Titanic is proof that H.L. Mencken’s famous quote about “nobody ever [going] broke underestimating the intelligence of the American people” is still true. Titanic is laughably simplistic, grotesquely hypocritical, and endlessly long.

Oh!  I almost forgot! Titanic was also the highest grossing film in history until writer/director James Cameron topped himself with the similarly numb-skulled Avatar. Titanic won eleven Academy Awards. I am assuming the coveted “Mostest Stupidiest Oscar” was not among them.

When this pseudo-historic artifact was first foisted on the filmgoing public, not every critic was fooled... Kenneth Turan, writing in the Los Angeles Times, stated, "What really brings on the tears is Cameron's insistence that writing this kind of movie is within his abilities [...] it is not even close."
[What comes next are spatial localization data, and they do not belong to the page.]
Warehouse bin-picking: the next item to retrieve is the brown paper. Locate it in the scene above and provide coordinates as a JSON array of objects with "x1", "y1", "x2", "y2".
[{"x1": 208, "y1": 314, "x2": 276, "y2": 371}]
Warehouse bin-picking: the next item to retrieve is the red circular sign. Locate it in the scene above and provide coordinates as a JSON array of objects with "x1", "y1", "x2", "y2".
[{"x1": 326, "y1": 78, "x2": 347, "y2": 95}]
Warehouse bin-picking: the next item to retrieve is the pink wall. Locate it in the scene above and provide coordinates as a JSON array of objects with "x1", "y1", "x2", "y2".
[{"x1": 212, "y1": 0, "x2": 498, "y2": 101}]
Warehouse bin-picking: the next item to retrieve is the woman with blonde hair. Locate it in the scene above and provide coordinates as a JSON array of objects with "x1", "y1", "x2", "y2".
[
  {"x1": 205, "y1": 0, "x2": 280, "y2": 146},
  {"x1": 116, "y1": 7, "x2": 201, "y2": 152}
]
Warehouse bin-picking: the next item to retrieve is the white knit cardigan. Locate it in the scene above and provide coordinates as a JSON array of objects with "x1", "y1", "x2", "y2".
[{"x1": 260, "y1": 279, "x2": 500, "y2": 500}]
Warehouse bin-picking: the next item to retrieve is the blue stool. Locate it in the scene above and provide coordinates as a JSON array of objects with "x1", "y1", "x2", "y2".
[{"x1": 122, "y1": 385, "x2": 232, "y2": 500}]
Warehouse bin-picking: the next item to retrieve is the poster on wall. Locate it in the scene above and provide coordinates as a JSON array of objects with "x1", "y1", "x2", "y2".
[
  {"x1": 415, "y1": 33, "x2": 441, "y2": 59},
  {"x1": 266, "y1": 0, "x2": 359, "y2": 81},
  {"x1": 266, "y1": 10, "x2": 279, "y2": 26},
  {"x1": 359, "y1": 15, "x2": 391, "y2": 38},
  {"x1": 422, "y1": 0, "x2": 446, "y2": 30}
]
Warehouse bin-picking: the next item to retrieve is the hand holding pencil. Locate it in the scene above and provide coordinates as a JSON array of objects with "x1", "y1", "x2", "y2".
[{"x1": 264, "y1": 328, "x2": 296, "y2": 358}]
Cameron actually responded to Turan’s pan, complaining, "I don't share his view that the best scripts [...] flashily pirouette their witty and cynical dialogue for our admiration." I guess Cameron considers witty dialogue to be nothing more than an affectation. He must be a hoot at the dinner table.
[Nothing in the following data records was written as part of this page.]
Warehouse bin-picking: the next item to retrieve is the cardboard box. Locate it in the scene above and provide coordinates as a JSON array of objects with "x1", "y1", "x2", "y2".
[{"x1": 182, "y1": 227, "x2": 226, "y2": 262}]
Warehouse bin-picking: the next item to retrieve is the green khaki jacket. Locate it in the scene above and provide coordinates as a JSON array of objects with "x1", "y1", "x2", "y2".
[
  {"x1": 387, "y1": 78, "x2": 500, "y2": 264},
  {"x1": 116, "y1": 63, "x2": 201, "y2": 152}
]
Even the people who love this film subtly make a case against it. What follows is a sampling of user reviews from IMDB. Keep in mind these are from people who LOVE the film:

“Kworb” states, “This is a great movie. It's not boring, and the storyline might be cliché but it's still beautiful and really sad, and almost got me crying.” Might I suggest that Kworb has embarrassingly low standards? All it takes for a movie to be “great” is to be “NOT boring” and ALMOST make you cry. By Kworb’s standards, the first time I had sex was a GREAT movie.
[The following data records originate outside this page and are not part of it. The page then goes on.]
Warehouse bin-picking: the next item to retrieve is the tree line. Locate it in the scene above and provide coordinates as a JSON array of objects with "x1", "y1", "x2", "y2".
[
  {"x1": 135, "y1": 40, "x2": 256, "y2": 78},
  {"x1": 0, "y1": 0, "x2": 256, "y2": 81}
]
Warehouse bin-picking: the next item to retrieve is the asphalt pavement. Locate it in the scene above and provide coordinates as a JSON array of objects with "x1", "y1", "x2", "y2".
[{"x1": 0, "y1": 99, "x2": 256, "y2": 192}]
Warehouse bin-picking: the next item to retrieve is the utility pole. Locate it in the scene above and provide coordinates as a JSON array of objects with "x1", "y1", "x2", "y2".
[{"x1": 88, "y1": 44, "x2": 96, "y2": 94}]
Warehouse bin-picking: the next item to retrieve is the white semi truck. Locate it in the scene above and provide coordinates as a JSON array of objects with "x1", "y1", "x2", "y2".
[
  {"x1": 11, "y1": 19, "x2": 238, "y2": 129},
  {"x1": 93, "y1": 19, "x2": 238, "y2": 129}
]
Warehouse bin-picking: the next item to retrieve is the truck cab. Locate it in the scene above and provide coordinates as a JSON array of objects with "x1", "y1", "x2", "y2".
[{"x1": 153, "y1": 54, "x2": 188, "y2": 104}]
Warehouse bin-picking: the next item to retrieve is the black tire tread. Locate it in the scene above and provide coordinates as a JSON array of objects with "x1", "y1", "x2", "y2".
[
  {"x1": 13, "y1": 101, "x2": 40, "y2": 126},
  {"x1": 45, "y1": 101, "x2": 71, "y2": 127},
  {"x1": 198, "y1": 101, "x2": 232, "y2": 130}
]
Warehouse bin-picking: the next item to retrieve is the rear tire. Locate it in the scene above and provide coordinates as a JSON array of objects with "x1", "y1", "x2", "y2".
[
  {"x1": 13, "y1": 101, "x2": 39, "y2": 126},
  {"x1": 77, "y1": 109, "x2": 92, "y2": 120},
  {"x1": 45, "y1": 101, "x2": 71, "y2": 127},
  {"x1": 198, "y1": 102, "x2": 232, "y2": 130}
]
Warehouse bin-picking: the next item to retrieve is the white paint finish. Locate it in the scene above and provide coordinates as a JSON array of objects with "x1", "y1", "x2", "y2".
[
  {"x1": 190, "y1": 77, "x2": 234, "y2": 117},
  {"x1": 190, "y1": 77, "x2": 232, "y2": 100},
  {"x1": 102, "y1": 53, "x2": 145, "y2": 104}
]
Boyo-2 boldly states, “I am a thirty-something guy who has seen thousands of movies in my life, and this one stands in its own entity, in my book.” Maybe I am unclear about the meaning of the word “entity” (I am not unclear about the meaning of the word “entity.”)  Is Boyo-2 suggesting that Titanic is great simply because it exists? Great news, Jack and Jill! You’re great too. Even though I wish you did not exist.

Jason Cresanto lays it on the line. “I grew a bit weary of hearing about [the] lame script and shallow characters. I went to see a ship sink.” It is nice to see that our friend Jason sets the bar so goddamn high.

Someone called “Dr. Lenera” suggests, “Titanic is flawed, definitely, sometimes greatly so. However, it's also a tremendous achievement for it's [sic] director James Cameron. Mixing a real disaster with romance is harder to do than some might think.”

Here I have to agree with Dr. Lenera; mixing romance with disaster is hard...
(please select from the following punch lines)   

    ...Just look at Michael Bay’s Pearl Harbor!
    ...Just ask my wife (rimshot)!
    ...Especially if the romance IS a disaster!
    ...Loud Farting Sounds.

Here is my all-time favorite IMDB review of Titanic:  “Tommy” gushes, “One of The Best Movies At All The Times [sic]  [There] are great scents [sic] at this movie, and really this is more than a movie. [It] has an excellent score and song. [They] are so deep... also titanic [sic] has won 11 Oscars in 1998... Leo and Kate played very good at this movie. [Also] Kate Winslet is very beautiful actress... the start and end of this film was [sic] very good... the scent of [Jack’s] death was so deep. [In] my idea 14 Oscars nominations [sic] and 11 wining [sic] was worthy for titanic. absolutely it was the best movie of James Cameroons.”

Why on God’s green Earth has no major city newspaper stepped forward and given this young man a job? Life is unfair.  Tommy should be revoowing [sic] movie scents [sic].

Like George Lucas, Jim Cameron’s hubris lies in the fact that he believes he is a writer. Cameron was a helluva production designer, he stages big action scenes magnificently, and he is really, really good at getting married. He is not a writer.

Some examples of his art:

JACK
(seeing the boat is about to sink)
This is bad.

And...

ROSE
I promise.  I’ll never let go.
(She lets go)

And...

ROSE
(Pausing on their desperate journey away from an icy death)
Jack!  This is where we met!

Speaking of “Jack,” there is one more little problem with the dialogue. I will let no less an authority than Albert Brooks explain. “There are things I can’t stand in movies, that can be so easily fixed. Just to say [character’s names] all the time... it’s sloppy writing. I’ll tell you a fun game when you have nothing to do: watch Titanic and count how many times he says ‘Rose.’ It must be five thousand. I think he even says it underwater.”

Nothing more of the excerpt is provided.